In the end, it came down to haggling between the White House, Hill Republican­s and the Democratic leadership, with Democrats — predictabl­y — upping their demands in exchange for wall funding. It all came to nothing.

After an odd, half-hearted threat to veto the bill, Trump tried to make the best of a bad situation. “We’re very happy with what’s happened with certain elements of the border,” he said when he signed the bill. “Not happy with $1.6 billion, but it does start the wall, and we will make that $1.6 billion go very, very far. It’s going to go very far.”

But Trump could see that he had failed to deliver on a key campaign promise and quickly distanced himself from the result.

“I say to Congress, I will never sign another bill like this again,” Trump said. “I’m not going to do it again.”

It would be an understate­ment to say Trump’s supporters on the immigratio­n issue were disappoint­ed. “CONGRATULA­TIONS, PRESIDENT SCHUMER!” tweeted Ann Coulter. Mark Krikorian of the conservati­ve Center for Immigratio­n Studies, noted that the rest of the bill failed to meet Trump’s immigratio­n priorities, too. Krikorian cited two reasons for the failure.

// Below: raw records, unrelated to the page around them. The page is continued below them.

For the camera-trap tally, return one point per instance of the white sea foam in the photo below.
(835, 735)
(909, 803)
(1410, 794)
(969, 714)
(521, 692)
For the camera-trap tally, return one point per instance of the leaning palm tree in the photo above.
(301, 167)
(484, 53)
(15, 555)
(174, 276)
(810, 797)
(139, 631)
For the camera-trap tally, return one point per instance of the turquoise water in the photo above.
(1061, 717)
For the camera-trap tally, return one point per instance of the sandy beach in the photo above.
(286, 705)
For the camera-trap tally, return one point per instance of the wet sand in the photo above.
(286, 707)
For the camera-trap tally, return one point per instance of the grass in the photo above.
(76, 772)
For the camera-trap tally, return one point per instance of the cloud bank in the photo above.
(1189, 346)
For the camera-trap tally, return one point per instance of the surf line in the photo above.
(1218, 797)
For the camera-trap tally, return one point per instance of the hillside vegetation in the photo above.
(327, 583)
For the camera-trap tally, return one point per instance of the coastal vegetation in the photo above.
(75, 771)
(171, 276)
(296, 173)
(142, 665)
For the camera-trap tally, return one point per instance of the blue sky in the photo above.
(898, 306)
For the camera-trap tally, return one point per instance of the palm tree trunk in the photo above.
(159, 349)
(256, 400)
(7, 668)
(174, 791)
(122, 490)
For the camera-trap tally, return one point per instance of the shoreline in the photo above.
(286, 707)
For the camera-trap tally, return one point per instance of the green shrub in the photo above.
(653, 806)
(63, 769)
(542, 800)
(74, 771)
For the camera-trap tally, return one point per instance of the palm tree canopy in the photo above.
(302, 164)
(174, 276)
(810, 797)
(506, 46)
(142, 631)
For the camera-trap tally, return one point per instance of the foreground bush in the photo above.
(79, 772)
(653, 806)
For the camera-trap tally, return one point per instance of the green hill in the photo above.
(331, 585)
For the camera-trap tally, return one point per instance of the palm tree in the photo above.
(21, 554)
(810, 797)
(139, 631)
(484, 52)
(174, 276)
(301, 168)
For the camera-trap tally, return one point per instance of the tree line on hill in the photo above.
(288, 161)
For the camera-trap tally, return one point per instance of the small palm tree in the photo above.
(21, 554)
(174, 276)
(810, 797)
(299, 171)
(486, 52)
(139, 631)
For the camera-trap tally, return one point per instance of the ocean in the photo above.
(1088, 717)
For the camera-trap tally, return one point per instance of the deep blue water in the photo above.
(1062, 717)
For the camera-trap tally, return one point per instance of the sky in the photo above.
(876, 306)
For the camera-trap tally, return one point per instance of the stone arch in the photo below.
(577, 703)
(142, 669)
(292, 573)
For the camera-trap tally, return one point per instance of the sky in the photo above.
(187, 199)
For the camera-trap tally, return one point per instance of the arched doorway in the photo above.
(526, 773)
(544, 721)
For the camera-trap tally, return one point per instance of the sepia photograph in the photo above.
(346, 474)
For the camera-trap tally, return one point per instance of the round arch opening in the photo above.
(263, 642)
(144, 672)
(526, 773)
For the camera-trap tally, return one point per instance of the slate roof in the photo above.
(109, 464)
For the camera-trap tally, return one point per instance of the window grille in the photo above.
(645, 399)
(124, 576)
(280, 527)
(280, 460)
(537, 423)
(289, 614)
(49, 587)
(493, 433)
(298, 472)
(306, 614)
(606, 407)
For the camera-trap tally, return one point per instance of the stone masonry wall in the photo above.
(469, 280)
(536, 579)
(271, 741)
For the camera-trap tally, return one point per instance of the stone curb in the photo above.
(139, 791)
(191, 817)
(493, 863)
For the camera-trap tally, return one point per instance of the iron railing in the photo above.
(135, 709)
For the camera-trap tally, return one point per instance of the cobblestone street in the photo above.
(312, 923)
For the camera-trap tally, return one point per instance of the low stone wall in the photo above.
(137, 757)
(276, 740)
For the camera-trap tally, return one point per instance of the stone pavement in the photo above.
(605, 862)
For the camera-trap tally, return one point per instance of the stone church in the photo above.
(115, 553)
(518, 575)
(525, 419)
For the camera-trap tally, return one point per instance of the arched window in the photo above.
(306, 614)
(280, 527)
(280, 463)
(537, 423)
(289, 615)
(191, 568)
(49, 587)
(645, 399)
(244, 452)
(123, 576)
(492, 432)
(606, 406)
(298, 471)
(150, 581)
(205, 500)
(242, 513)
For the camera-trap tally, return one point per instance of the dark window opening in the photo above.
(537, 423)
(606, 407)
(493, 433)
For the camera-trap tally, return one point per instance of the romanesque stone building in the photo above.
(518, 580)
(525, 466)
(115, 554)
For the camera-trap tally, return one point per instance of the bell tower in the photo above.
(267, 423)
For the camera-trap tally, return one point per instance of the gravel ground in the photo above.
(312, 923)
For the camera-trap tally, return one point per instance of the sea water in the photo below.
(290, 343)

The first is “the president just isn’t very good at working with Congress. And the second is “the Republican leadership in Congress doesn’t really care about the president’s immigratio­n goals.”

After it was all over, the White House vowed to keep trying. “The full $25 billion for the wall will be tied to DACA reform in the future,” a spokespers­on said. Perhaps.

But for that to happen, the president will have to fight harder and smarter to fulfill a key campaign promise.